A CIRURGIA COMO ARTE
Prof.Dr.HC João Bosco Botelho
A cirurgia, no passar dos milênios, continua mantendo a mesma característica básica – a arte trabalhada no próprio homem – onde a luta contra a dor e a morte é o pilar sustentador do início, do meio e do fim.
Ela se confunde com a história do homem e tem acompanhado de perto os movimentos de transformação social. Da primeira amputação cirúrgica realiza, em torno de 25.000 anos, no Monte Zagros, no Iraque, até o transplante cardíaco, a cirurgia guardou íntima relação com a busca da perfeição do corpo no arquétipo divino antropomórfico.
É possível comparar a cirurgia com a pintura ou qualquer outra expressão da arte humana. Quando o cirurgião consegue retirar o câncer da tireóide ou o da laringe ulcerada, desenvolve um conjunto de gestos que é indissolúvel da arte e da habilidade manual. A sensação da obra terminada em uma cirurgia não é diferente da sentida pelo pintor ao terminar seu quadro ou a do compositor ao ouvir a sua criação.
Hoje não se pode admitir a cirurgia fora da Medicina. Porém, nem sempre foi assim. Somente no século XV a cirurgia começou a ser incorporada à prática médica.
Foram os gregos que reconheceram a importância da cirurgia para a Medicina. Os livros escritos, na escola de Cós, na Grécia antiga, em torno do IV século a. C., atribuídos a Hipócrates, contêm volumosa referência à prática cirúrgica desenvolvida pelos médicos especialistas.
Com o avanço conquistador dos romanos e a organização militar desse povo, começaram a aparecer os grandes hospitais militares, construídos nas principais cidades do Império, para receber os soldados feridos em combate. Nessa fase, a cirurgia alcançou grande desenvolvimento, principalmente no tratamento das feridas traumáticas de guerra. É dessa época que os estudos de Herófilo (340 – ? d. C.) e de Eresistrato (330 – ? d.C.) identificaram a tireóide, a próstata, o estômago, o duodeno, o sistema nervoso além de diferenciar o tendão do nervo.
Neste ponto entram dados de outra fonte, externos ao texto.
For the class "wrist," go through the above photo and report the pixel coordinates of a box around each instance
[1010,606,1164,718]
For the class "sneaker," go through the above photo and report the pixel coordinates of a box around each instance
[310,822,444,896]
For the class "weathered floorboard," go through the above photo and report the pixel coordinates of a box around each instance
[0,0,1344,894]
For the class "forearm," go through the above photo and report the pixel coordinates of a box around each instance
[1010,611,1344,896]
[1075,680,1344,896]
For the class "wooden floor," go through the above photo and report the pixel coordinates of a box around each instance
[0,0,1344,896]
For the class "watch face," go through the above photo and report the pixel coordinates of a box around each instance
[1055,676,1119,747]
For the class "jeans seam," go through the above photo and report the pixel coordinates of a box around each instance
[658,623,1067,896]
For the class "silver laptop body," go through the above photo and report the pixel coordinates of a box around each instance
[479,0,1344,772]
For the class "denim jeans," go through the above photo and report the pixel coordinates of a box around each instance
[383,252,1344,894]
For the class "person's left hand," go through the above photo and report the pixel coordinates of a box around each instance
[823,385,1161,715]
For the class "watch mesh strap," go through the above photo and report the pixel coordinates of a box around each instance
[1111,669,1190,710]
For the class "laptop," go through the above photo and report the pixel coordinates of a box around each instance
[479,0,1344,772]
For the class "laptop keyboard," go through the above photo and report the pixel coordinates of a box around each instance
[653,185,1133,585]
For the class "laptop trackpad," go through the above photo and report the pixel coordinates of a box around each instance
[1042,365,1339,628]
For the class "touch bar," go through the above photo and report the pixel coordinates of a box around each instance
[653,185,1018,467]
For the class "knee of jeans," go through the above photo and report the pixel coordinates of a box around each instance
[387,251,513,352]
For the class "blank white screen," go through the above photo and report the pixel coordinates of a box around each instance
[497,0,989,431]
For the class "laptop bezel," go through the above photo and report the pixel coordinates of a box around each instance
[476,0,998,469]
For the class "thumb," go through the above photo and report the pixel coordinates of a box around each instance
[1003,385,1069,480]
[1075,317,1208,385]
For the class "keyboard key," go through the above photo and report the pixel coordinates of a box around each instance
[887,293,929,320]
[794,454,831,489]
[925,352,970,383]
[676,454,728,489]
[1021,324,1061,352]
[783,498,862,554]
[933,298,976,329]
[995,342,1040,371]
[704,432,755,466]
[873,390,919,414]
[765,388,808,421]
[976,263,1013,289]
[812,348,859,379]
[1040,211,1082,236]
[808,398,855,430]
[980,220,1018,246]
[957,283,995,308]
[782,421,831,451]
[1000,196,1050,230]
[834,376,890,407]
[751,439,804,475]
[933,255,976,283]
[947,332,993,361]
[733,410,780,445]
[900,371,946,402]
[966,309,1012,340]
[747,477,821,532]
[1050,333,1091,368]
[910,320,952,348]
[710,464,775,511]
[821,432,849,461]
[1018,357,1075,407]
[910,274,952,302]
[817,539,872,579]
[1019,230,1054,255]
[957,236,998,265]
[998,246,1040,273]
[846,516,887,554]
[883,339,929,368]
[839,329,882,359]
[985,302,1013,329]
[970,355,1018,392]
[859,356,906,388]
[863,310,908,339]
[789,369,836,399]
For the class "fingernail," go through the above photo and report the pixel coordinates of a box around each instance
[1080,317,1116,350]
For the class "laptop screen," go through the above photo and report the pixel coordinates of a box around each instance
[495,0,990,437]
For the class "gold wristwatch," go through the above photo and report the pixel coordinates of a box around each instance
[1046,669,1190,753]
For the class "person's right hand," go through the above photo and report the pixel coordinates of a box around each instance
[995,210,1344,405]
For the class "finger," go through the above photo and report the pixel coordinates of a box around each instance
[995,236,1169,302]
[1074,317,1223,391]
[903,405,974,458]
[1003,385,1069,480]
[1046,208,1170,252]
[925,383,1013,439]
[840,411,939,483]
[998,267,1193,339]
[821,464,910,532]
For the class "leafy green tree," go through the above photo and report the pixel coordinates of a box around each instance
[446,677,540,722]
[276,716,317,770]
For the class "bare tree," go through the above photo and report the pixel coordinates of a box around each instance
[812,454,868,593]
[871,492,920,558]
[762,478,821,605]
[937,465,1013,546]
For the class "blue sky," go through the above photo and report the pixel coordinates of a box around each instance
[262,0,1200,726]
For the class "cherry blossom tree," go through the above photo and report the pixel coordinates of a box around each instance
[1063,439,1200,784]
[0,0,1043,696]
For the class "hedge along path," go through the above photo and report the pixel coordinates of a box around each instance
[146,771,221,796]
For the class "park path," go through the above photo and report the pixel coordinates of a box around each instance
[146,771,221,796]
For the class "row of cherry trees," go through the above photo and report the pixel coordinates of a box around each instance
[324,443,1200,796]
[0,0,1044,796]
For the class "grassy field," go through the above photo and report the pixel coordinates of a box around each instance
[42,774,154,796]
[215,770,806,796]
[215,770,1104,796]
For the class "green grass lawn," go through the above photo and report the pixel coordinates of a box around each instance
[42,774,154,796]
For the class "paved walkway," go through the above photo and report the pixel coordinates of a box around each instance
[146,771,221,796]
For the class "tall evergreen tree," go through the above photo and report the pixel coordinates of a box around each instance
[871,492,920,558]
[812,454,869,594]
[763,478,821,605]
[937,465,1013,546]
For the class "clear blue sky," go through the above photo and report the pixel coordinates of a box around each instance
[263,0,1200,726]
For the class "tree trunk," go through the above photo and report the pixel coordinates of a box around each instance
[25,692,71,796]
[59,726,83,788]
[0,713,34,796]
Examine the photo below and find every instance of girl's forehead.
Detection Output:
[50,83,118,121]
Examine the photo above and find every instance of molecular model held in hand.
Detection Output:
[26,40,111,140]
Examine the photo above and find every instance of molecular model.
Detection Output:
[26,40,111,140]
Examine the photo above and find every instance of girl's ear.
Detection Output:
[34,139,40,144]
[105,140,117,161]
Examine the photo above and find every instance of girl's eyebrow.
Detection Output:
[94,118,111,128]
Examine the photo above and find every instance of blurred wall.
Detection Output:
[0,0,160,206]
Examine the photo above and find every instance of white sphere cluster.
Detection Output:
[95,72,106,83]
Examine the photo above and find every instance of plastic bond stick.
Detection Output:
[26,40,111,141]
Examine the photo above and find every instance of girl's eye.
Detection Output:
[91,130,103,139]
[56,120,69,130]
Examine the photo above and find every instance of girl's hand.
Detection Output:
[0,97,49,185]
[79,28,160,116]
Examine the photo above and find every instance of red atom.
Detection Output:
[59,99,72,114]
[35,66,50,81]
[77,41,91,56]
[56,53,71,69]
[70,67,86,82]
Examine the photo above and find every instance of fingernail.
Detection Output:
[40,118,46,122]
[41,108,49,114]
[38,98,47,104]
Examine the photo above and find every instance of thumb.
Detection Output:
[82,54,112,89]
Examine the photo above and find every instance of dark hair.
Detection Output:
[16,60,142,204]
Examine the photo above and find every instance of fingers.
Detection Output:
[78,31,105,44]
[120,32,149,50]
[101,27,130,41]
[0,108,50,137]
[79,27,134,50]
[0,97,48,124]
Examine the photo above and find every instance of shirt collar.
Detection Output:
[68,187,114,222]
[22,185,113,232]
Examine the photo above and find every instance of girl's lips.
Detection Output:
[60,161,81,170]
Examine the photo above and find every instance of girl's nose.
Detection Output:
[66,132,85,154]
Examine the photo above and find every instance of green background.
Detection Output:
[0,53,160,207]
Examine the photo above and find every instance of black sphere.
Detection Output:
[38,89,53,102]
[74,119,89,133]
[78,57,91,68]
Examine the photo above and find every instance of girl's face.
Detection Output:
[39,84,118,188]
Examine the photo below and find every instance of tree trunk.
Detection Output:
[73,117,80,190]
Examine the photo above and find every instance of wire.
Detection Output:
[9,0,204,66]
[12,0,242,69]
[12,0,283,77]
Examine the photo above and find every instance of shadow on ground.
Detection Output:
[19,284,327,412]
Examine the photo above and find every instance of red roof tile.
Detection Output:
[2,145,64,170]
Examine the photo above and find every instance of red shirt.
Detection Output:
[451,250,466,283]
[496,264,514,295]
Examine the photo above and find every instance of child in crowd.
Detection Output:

A partir da ascensão do cristianismo, no Império Romano, a partir de Constantino, no século IV, a Medicina começou a absorver na sua prática o sentido de caridade e perdeu grande parte das conquistas em torno da técnica. A Medicina passou a ser compreendido como sacerdócio, em comparação com a ação médica milagrosa desenvolvida por Jesus Cristo, que operava milagres na cura dos cegos, paralíticos e leprosos.
O Ocidente cristianizado construiu os hospitais para abrigar os indigentes – nosocomia. A partir daí inicia-se um período muito difícil para a cirurgia. Em conseqüência das restrições eclesiásticas impostas pelo poder da Igreja, o corpo humano não pode mais ser estudado e a guarda sigilosa, nas abadias, dos livros de anatomia escritos pelos gregos e romanos, contribuíram decisivamente para que a cirurgia se tornasse uma atividade impossível de ser exercida.
Foi nessa condição que a cirurgia atravessou dez séculos, sendo exercida, neste período, pelos cirurgiões-barbeiros. Eles amputavam, lancetavam, tiravam dentes, drenavam os abcessos, cortavam cabelo e barba. Esta situação foi consolidada, no Concílio de Tours (1163), que proclamou: Ecclesia Abohorret a Sanguine.
A primeira resistência coletiva a essa situação começou a aparecer na Faculdade de Medicina de Montpellier, na França, em 1220. Um grupo de cirurgiões-barbeiros, influenciados pelos novos ares acadêmicos e liderados por Jean Pitard (1238- 1315) fundou a Confraria de Cirurgiões, sob a proteção de São Cosme e São Damião e se separaram dos barbeiros.
A cirurgia foi incorporada, definitivamente, como especialidade médica a partir de 1436, quando os cirurgiões foram aceitos como alunos graduados da Faculdade de Medicina de Paris. Começou, timidamente, com supervisão da igreja, o movimento cultural de retorno ao homem como o centro da forma viva. O Renascimento que chegava e com ele a nova busca do conhecimento do corpo.
Com a utilização da anestesia geral, a partir de 1846, e da anti-sepsia, em 1867, finalmente, o cirurgião pôde debruçar-se por mais tempo nos objetos da sua arte – o homem e a mulher – e reunir esforços para empurrar os limites da dor e da vida.